Year 1 teachers use the FSP to build an accurate picture of children’s learning and progress and then move on to the Federation assessment levels, linked to the end of year national learning goals. All learning and teaching in KS1 is based on termly themes taken from the International Primary Curriculum.  This allows children to explore subject knowledge across a range of areas, such as art, geography science and history through an overarching topic.

 

English and mathematics are taught daily and children also receive daily guided reading sessions and phonics in year 1 and 2.

 

Reading, writing, speaking and listening continues to be taught through the use of synthetic phonics (letters and sounds) and supported by a structured reading scheme (Oxford Reading Tree and Rigby Star). Children who are gifted and talented and those with additional educational needs (AEN) are identified and interventions put in place to help address their needs. Children needing further encouragement and support also may work in small groups with our team of learning support assistants (LSAs).

 

At the end of KS1 the children are assessed to report their National Curriculum attainment levels in reading, grammar, spelling and punctuation, writing, mathematics and science. 

 

German is taught by fluent speakers several times per week, with opportunities built into the curriculum so it is as immersive as possible.

 

Specialist music teachers deliver music to all classes on a weekly basis, with a focus on developing choral and basic key skills in Key Stage 1, which will support the learning of instruments throughout Key Stage 2.

 

Key Stage 2 - Years 3-6

Our Key Stage 2 curriculum is both flexible and broad, we provide practical experiences for our pupils and make links with previous learning to really enable every child to be the best learner that they can possibly be.

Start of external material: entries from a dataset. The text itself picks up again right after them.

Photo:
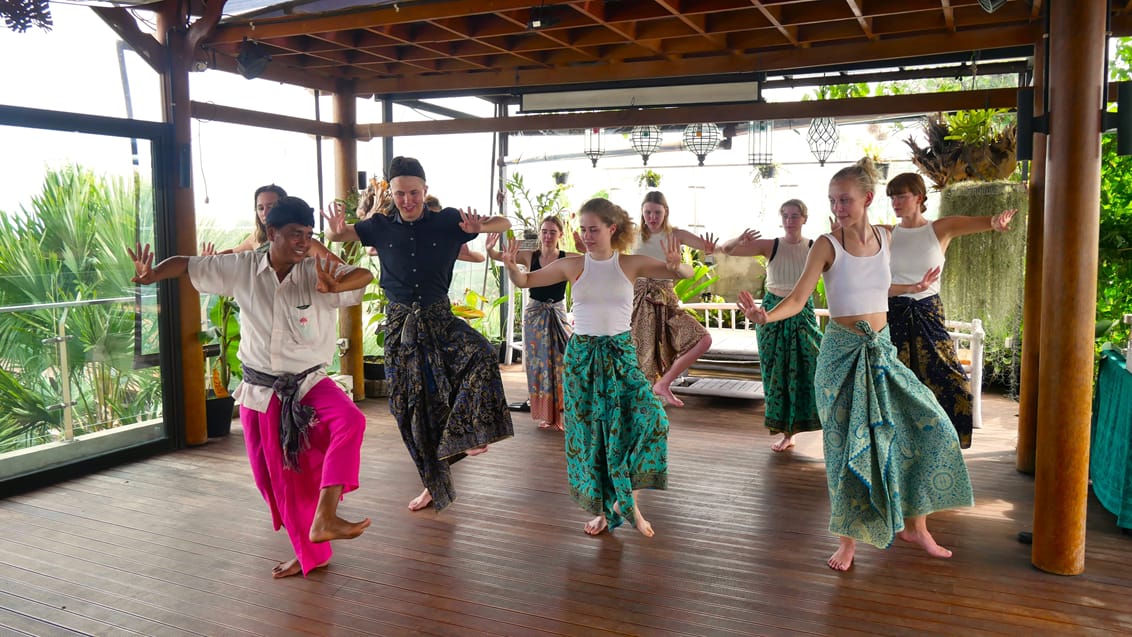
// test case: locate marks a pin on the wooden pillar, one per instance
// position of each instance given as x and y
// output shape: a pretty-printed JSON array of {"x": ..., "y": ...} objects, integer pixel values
[
  {"x": 1031, "y": 301},
  {"x": 171, "y": 32},
  {"x": 1077, "y": 59},
  {"x": 345, "y": 169}
]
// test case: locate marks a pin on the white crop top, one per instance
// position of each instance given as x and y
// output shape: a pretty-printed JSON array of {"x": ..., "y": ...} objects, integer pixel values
[
  {"x": 602, "y": 298},
  {"x": 651, "y": 247},
  {"x": 916, "y": 250},
  {"x": 858, "y": 285},
  {"x": 785, "y": 268}
]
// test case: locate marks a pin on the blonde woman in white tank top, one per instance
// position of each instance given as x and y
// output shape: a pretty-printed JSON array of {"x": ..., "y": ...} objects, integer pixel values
[
  {"x": 891, "y": 455},
  {"x": 668, "y": 339},
  {"x": 916, "y": 319},
  {"x": 788, "y": 350},
  {"x": 614, "y": 421}
]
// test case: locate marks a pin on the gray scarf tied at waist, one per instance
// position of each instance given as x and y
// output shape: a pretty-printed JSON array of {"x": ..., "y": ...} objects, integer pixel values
[{"x": 294, "y": 416}]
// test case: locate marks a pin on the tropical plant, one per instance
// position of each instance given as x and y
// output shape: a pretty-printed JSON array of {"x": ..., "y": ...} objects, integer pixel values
[{"x": 63, "y": 255}]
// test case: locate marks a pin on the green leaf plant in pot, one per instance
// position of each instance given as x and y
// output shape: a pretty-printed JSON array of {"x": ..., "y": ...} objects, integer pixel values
[{"x": 222, "y": 363}]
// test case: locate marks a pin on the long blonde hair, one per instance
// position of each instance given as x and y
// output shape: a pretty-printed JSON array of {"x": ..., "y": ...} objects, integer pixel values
[
  {"x": 611, "y": 214},
  {"x": 654, "y": 197}
]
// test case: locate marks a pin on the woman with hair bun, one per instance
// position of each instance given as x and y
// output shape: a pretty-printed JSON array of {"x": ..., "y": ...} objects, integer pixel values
[{"x": 891, "y": 454}]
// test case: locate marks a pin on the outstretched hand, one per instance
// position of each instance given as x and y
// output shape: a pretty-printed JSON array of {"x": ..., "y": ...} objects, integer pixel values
[
  {"x": 143, "y": 265},
  {"x": 751, "y": 308},
  {"x": 1001, "y": 222},
  {"x": 328, "y": 275},
  {"x": 470, "y": 221}
]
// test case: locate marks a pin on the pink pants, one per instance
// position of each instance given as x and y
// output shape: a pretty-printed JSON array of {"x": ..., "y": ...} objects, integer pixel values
[{"x": 334, "y": 458}]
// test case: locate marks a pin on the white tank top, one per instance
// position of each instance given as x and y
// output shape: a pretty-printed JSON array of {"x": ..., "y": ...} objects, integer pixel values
[
  {"x": 858, "y": 285},
  {"x": 651, "y": 247},
  {"x": 916, "y": 250},
  {"x": 785, "y": 269},
  {"x": 602, "y": 298}
]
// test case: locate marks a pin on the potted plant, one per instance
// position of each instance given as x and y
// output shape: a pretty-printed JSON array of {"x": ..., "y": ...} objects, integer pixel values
[
  {"x": 649, "y": 179},
  {"x": 221, "y": 364}
]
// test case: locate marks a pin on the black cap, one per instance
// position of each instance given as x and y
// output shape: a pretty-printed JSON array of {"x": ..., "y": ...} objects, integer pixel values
[{"x": 290, "y": 209}]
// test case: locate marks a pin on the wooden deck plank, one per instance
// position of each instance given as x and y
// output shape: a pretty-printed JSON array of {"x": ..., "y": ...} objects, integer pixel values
[{"x": 181, "y": 544}]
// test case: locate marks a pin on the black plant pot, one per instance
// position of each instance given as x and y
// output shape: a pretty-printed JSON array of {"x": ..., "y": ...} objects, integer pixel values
[
  {"x": 219, "y": 415},
  {"x": 374, "y": 371}
]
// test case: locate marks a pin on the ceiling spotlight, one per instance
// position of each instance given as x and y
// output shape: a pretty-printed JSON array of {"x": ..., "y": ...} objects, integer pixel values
[
  {"x": 253, "y": 59},
  {"x": 992, "y": 6}
]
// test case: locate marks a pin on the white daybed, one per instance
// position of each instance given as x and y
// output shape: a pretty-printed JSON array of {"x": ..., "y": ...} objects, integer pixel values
[{"x": 735, "y": 352}]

The children continue to follow the National Curriculum subjects as well as Personal, Social, Health Education (including Sex and Relationship Education) with citizenship otherwise known as PSHCE.

 

All learning and teaching in KS2 is based on termly themes taken from the International Primary Curriculum (IPC).  This allows children to explore subject knowledge across a range of areas, such as Art, Geography, Science and History through an overarching topic. English and Mathematics are taught daily and children also receive daily guided reading sessions, handwriting practise and spelling, punctuation and grammar (GPS). All children receive weekly spellings and are tested at the end week. All our pupils have a login for Mathletics and are encouraged to use this both in school and at home.

 

At the end of KS2 the children are assessed to report their National Curriculum age attainment levels in reading, grammar, spelling and punctuation, writing, mathematics and science. We have specialist music teachers who deliver music to all classes on a weekly basis, including strings, Clarinet and recorder throughout Key Stage 2. Individual lesson are also offered by peripatetic teachers. Our children have weekly PE lessons of which many are taught by specialist teachers. Our KS2 pupils continue to have German taught to them by fluent speakers regularly each week, with other opportunities built into the curriculum so that it continues to be as immersive as possible.